Board member Melissa Neslund said during the hearing that based on the facts of the case, she would have a hard time overturning it.


LifeAustin purchased state-of-the-art sound systems and monitoring equipment to control sound from the amphitheater, Business Pastor John Capezzuti said. The city allows amplified sound under 75 decibels at one’s property line without a permit from 10 a.m. to 10 p.m. in residential areas. Sound from the amphitheater has never exceeded that level, he said.


Kristen Cox, a Covered Bridge resident since 2007, said some residents can still hear the music in their homes despite the church’s efforts.

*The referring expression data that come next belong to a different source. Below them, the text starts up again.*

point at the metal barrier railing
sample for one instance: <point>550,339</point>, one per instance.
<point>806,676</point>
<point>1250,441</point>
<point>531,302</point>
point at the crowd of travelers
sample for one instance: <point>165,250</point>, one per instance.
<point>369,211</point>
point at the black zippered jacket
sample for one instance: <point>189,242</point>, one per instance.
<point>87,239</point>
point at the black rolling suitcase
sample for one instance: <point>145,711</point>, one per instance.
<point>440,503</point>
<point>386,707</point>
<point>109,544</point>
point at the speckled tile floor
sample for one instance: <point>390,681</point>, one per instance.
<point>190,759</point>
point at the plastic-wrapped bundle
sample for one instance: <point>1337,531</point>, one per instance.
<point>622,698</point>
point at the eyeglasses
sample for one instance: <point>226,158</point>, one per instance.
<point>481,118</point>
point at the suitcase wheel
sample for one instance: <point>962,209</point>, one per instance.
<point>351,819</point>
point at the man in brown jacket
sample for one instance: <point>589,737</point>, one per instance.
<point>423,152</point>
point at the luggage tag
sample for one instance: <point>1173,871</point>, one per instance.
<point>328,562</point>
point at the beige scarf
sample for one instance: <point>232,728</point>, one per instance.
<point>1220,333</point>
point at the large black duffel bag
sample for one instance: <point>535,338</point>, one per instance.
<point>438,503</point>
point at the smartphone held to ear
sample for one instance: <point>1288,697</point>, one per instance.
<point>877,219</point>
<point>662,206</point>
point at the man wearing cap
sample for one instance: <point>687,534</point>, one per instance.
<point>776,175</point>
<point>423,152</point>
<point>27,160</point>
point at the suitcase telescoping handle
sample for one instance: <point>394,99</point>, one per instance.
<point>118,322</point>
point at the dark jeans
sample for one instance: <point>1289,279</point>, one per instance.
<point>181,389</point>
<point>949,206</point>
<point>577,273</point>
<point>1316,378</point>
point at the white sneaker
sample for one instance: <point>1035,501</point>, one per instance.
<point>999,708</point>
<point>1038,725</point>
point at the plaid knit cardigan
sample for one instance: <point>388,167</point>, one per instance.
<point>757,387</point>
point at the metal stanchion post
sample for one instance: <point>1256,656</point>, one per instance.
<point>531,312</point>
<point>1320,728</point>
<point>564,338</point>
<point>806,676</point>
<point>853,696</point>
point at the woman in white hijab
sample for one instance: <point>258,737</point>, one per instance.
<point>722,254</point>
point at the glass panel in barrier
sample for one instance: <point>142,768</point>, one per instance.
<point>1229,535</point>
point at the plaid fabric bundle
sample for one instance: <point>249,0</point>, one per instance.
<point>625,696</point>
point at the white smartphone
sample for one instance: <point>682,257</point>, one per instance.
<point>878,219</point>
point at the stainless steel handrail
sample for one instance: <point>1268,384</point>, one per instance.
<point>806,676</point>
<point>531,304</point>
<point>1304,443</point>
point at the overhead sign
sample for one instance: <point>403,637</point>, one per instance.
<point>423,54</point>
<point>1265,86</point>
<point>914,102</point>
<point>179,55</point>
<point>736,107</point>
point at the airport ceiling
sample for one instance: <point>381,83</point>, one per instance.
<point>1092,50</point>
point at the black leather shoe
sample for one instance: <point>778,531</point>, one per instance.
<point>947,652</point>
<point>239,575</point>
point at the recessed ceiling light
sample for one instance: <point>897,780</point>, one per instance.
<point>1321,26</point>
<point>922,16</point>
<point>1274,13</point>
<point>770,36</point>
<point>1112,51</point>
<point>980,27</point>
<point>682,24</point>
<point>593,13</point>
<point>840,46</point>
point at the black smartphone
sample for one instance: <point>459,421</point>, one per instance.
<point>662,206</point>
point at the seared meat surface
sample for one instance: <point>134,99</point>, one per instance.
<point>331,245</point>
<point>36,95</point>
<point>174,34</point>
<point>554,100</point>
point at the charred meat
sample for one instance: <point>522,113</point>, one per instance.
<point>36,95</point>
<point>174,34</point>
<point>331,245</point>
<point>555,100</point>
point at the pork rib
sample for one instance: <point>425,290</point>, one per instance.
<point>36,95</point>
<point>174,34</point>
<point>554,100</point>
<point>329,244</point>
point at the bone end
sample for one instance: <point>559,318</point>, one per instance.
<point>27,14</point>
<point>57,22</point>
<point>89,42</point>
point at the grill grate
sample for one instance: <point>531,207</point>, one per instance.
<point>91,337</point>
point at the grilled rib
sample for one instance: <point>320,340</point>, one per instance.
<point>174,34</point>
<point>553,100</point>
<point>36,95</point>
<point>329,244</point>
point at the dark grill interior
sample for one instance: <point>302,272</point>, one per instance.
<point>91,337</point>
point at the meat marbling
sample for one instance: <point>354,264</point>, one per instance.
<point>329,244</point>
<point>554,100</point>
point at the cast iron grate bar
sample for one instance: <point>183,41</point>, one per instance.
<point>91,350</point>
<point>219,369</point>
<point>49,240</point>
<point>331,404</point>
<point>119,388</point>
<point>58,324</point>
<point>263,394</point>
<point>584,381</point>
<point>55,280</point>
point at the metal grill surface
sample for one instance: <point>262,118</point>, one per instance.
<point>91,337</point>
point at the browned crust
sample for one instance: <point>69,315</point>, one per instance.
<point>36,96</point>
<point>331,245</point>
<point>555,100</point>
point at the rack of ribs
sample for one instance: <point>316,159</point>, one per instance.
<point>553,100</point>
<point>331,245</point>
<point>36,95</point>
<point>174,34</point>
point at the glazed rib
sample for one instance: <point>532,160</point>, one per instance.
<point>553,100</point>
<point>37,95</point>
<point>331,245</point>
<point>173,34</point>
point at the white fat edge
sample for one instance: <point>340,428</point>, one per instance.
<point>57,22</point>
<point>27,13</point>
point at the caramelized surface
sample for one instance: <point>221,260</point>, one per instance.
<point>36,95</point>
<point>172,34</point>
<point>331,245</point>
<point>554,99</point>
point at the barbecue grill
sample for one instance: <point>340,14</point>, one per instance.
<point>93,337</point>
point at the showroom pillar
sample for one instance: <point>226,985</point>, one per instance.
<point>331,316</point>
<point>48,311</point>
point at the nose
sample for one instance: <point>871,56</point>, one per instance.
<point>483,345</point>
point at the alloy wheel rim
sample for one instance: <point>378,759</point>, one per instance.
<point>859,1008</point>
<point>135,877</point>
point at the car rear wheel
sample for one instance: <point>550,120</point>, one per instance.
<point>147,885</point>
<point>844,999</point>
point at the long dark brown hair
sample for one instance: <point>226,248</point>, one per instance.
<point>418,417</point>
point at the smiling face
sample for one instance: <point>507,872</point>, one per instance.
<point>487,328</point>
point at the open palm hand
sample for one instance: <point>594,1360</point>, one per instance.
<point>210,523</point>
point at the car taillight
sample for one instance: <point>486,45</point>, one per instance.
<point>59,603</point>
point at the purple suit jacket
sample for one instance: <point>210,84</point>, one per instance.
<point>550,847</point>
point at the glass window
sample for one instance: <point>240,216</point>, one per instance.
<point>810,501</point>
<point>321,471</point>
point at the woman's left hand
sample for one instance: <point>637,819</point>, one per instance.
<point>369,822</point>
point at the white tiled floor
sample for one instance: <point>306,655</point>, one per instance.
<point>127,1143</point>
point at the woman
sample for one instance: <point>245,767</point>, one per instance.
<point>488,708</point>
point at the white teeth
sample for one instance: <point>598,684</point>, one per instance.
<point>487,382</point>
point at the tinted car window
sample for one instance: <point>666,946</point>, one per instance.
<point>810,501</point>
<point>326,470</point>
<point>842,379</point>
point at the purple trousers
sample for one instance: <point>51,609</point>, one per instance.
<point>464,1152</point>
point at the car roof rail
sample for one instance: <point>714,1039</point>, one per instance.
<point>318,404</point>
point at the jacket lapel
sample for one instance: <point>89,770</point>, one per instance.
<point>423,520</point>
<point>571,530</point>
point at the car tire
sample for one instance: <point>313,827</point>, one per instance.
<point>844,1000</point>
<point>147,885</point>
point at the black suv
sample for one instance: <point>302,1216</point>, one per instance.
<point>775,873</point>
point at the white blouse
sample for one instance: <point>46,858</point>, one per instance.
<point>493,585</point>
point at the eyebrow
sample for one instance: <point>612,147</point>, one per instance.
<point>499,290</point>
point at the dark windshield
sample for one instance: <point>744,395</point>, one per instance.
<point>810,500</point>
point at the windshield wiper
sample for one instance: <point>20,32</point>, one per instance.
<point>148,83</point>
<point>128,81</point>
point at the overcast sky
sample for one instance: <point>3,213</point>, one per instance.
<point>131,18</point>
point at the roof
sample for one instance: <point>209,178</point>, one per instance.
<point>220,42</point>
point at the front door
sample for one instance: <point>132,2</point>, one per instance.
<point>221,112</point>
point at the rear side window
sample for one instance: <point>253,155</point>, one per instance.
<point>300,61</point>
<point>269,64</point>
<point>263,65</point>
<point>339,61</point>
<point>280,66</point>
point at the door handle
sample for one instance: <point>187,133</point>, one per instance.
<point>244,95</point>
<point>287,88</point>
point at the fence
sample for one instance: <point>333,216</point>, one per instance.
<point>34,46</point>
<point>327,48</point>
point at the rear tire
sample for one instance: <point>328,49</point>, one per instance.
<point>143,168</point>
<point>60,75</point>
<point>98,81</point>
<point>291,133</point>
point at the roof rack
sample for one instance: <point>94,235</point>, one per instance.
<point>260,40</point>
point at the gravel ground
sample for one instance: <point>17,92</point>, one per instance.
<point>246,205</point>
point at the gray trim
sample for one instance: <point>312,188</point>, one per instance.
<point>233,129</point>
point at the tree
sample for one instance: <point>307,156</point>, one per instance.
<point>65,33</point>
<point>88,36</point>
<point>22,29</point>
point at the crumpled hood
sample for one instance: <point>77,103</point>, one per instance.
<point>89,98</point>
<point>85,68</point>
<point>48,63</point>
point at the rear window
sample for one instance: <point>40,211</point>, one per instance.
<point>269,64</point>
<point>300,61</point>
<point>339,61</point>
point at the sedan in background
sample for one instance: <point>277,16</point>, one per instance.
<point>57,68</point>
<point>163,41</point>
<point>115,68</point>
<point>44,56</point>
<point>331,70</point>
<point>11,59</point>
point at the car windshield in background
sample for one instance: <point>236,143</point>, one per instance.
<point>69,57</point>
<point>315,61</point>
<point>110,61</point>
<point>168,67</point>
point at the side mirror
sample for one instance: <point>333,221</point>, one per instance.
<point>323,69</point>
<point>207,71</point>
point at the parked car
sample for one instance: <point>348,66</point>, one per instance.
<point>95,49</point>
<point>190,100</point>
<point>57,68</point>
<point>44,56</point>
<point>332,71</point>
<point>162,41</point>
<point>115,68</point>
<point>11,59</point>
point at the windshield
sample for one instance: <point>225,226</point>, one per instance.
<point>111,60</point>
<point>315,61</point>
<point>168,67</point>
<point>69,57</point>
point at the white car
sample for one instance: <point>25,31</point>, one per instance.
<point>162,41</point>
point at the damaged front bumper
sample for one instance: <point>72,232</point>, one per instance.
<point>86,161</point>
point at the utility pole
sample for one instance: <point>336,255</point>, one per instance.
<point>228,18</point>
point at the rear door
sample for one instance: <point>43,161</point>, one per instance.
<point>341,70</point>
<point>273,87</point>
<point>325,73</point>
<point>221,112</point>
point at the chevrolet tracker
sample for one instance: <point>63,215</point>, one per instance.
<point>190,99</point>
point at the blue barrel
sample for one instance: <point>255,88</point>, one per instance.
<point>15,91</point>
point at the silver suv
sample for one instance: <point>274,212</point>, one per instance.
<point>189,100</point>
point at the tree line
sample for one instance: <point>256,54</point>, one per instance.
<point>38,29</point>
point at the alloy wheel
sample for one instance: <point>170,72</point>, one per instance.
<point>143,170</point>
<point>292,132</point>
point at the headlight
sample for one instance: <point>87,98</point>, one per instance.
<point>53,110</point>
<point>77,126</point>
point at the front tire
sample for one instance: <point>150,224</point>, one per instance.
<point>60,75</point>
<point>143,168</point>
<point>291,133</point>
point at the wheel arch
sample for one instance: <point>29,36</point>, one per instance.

“What’s frustrating about it is that we as neighbors have had so many meetings over the years with the church, and we have always felt like they were unwilling to budge on the amphitheater,” she said. 




LifeAustin Amphitheater The LifeAustin Amphitheater is located off Hwy. 71.[/caption]

Capezzuti noted not all residents oppose the amphitheater, and the church received about 500 signatures on a petition in support of the facility.


Church member Allen Harrison said the amphitheater is an expression of what members have been called to be.


“I realize that it can seem a little bit unconventional to have an amphitheater as part of a church worship service ... but it really shouldn’t,” he said. “Jesus did some of his best work outside.”


He said LifeAustin wants to come to an agreement with residents and have that agreement approved by the city.


Cox said the bottom line for her and many other residents is that they do not want to hear the music in their homes.


“I am much more optimistic now than I have been for the last seven years,” she said. “I sense in [LifeAustin] a definite desire to make things right.”